Trump’s order can also be main authorities businesses to reverse different key Biden administration insurance policies applied after the autumn of Roe v. Wade. They embody a 2022 Department of Defense coverage explicitly permitting service members and their dependents to journey out of states with abortion bans to entry the process and offering journey allowances for these journeys. (The Pentagon formally adopted by on that change on Jan. 30, only a few days after Defense Secretary Pete Hegseth took over the job: Service members are not allowed go away or journey allowances for such journeys.) The order can also be prone to reverse a coverage permitting the Department of Veterans Affairs to offer abortions in some instances, in addition to to offer abortion counseling.
But it might even have extra wide-ranging results.
“This executive order could affect other major policies related to access to reproductive health care,” former Biden administration official Katie Keith wrote within the policy journal Health Affairs. These embody protections for treatment abortion, emergency medical care for girls experiencing being pregnant issues, and even in vitro fertilization.
“These and similar changes would, if and when adopted, make it even more challenging for women and their families to access reproductive health care, especially in the more than 20 states with abortion bans,” she wrote.
Anti-abortion teams praised the brand new administration — not only for the manager orders, but additionally for pardoning activists convicted of violating a legislation that protects bodily entry to abortion clinics.

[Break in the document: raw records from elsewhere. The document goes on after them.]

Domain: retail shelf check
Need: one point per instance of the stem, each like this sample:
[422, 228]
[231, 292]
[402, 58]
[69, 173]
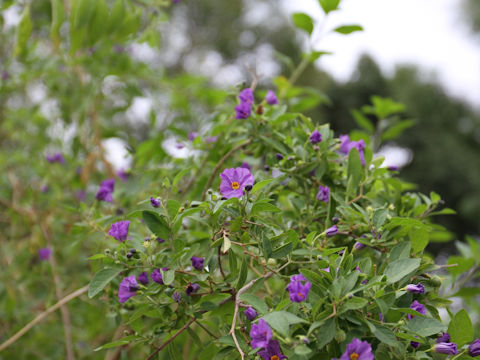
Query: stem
[42, 316]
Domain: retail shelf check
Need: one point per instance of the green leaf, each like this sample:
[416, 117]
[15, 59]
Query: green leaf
[379, 217]
[120, 342]
[58, 16]
[400, 268]
[329, 5]
[263, 207]
[260, 185]
[385, 335]
[24, 30]
[463, 264]
[255, 301]
[303, 21]
[425, 326]
[101, 279]
[461, 328]
[243, 274]
[353, 304]
[326, 333]
[348, 29]
[355, 169]
[156, 224]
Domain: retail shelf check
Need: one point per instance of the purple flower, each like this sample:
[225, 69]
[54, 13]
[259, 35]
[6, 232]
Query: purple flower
[192, 136]
[416, 289]
[245, 165]
[358, 350]
[197, 262]
[332, 230]
[57, 157]
[177, 297]
[156, 275]
[119, 230]
[446, 348]
[243, 110]
[315, 137]
[211, 139]
[298, 291]
[80, 195]
[234, 181]
[474, 348]
[417, 307]
[123, 175]
[272, 351]
[444, 338]
[155, 201]
[143, 278]
[250, 313]
[192, 288]
[106, 190]
[44, 253]
[128, 288]
[246, 95]
[271, 98]
[323, 193]
[359, 246]
[260, 334]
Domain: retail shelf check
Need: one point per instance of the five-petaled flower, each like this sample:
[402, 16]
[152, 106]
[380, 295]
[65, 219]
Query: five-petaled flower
[358, 350]
[417, 307]
[128, 288]
[474, 348]
[44, 253]
[234, 181]
[106, 190]
[446, 348]
[119, 230]
[250, 313]
[143, 278]
[323, 193]
[197, 262]
[416, 288]
[272, 351]
[315, 137]
[260, 334]
[271, 98]
[331, 231]
[298, 288]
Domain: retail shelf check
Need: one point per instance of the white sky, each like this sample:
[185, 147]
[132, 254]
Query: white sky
[430, 33]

“One after another, President Trump’s great pro-life victories are being restored and this is just the beginning,” Marjorie Dannenfelser, president of Susan B. Anthony Pro-Life America, mentioned in a statement.
Abortion rights teams, in the meantime, weren’t shocked by the actions and even their timing, mentioned Clare Coleman, president and CEO of the National Family Planning & Reproductive Health Association. The affiliation represents grantees of Title X, which has been a longtime goal of abortion opponents.
“We said we didn’t think it would be a Day 1 thing,” Coleman mentioned in an interview. “But we said they were coming for us, and they are.”
HealthBent, an everyday characteristic of KFF Health News, affords perception into and evaluation of insurance policies and politics from KFF Health News chief Washington correspondent Julie Rovner, who has lined well being look after greater than 30 years.
KFF Health News is a nationwide newsroom that produces in-depth journalism about well being points and is without doubt one of the core working packages at KFF—an impartial supply of well being coverage analysis, polling, and journalism. Learn extra about KFF.